Microsoft warns of CODESYS flaws within industrial hardware

Microsoft says that flaws in the CODESYS SDK are leaving thousands of PLC units at risk of remote attack with potentially catastrophic consequences

Microsoft warns of CODESYS flaws within industrial hardware

Microsoft's security team is sounding alarms over a series of vulnerabilities that could leave industrial systems open to attack.

Redmond's security researchers said that a handful of known flaws in the CODESYS protocol was placing programmable logic controllers (PLCs) in danger of everything from denial of service to remote code execution bugs.

"The discovery of these vulnerabilities highlights the critical importance of ensuring the security of industrial control systems and underscores the need for continuous monitoring and protection of these environments," Microsoft said.

For those unfamiliar, PLC is the generic term for network-connected devices that are used to automate or remotely manage industrial hardware across a variety of sectors from factory floors to remote utility stations. Such devices are heavily relied upon but usually operate for years with little to no updates or interactions aside from troubleshooting.

CODESYS, meanwhile, is the developer kit that allows admins and service providers to create the automation protocol that PLCs use in their day-to-day operation. It is said to be the preferred SDK for some 500 different manufacturers across multiple industries.

This is what makes the Microsoft team so worried about the vulnerabilities in CODESYS. They say that the bugs, 15 in all, could be exploited by an attacker to perform such nefarious things as denial of service and remote code execution (RCE).

While RCE flaws are generally considered to be far more serious than denial of service bugs, in the context of a PLC a DoS attack can be just as disastrous as it would potentially bring operations to a standstill.

Microsoft said that it has worked with CODESYS for nearly a year to remediate the bugs and a patch (version 3.5.19.0) has been released and all admins are being encouraged to update.

The remote and automated nature of PLCs, however, means that many will not receive this, or any update. In practice, most installations are either too remote or too vital to risk any extended downtime to test and deploy firmware updates.

This creates the potential disaster scenarios that worry the Microsoft team. The researchers describe one such scenario in which a remote attacker would be able to take down a power plant by exploiting one of the CODESYS flaws.

"A DoS attack against a device using a vulnerable version of CODESYS could enable threat actors to shut down a power plant, while remote code execution could create a backdoor for devices and let attackers tamper with operations, cause a PLC to run in an unusual way, or steal critical information," Microsoft writes.

"Exploiting the discovered vulnerabilities, however, requires user authentication, as well as deep knowledge of the proprietary protocol of CODESYS V3 and the structure of the different services that the protocol uses."

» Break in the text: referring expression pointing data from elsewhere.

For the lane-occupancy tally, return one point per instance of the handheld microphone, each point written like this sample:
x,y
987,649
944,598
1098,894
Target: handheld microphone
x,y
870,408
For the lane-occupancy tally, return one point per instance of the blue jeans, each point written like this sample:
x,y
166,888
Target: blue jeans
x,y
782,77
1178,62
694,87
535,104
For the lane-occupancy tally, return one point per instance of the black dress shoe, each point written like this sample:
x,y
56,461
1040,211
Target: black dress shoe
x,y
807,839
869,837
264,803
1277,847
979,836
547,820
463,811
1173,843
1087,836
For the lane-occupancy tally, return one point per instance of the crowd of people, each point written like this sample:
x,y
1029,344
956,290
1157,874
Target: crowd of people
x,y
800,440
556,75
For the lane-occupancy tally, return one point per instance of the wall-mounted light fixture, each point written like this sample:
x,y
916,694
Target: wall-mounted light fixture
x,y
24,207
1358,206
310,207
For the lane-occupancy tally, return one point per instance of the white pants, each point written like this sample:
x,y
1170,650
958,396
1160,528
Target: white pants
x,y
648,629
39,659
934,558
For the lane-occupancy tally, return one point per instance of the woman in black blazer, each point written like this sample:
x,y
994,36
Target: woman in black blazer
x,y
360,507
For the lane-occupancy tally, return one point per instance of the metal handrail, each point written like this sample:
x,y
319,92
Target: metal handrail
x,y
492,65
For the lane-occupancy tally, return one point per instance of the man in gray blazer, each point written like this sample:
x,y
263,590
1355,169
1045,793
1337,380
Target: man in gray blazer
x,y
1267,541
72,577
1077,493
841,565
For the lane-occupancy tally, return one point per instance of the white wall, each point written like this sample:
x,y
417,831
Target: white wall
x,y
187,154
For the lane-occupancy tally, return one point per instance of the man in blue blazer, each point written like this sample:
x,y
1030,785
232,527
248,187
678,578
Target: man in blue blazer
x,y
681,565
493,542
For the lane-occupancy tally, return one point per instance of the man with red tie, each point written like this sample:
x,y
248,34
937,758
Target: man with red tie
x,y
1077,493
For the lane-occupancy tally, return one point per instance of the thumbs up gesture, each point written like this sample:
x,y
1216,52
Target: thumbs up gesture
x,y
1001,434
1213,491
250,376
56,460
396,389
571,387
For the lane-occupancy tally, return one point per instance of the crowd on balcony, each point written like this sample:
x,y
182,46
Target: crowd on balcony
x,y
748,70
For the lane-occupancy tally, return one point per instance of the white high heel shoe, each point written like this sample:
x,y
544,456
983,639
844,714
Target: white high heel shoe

One best practice for companies in the industrial sector is to air-gap the operational technology (OT) network on which PLCs operate from the internet-facing IT network. This, however, is easier said than done as in most cases the OT network includes branch locations or remote outposts where it is impossible for an administrator to be physically present.

To that end, Microsoft is encouraging companies to do what they can to patch their PLCs, and if that is not possible, to limit exposure by cutting off CODESYS access to devices that do not need it and limiting their exposure to the open internet.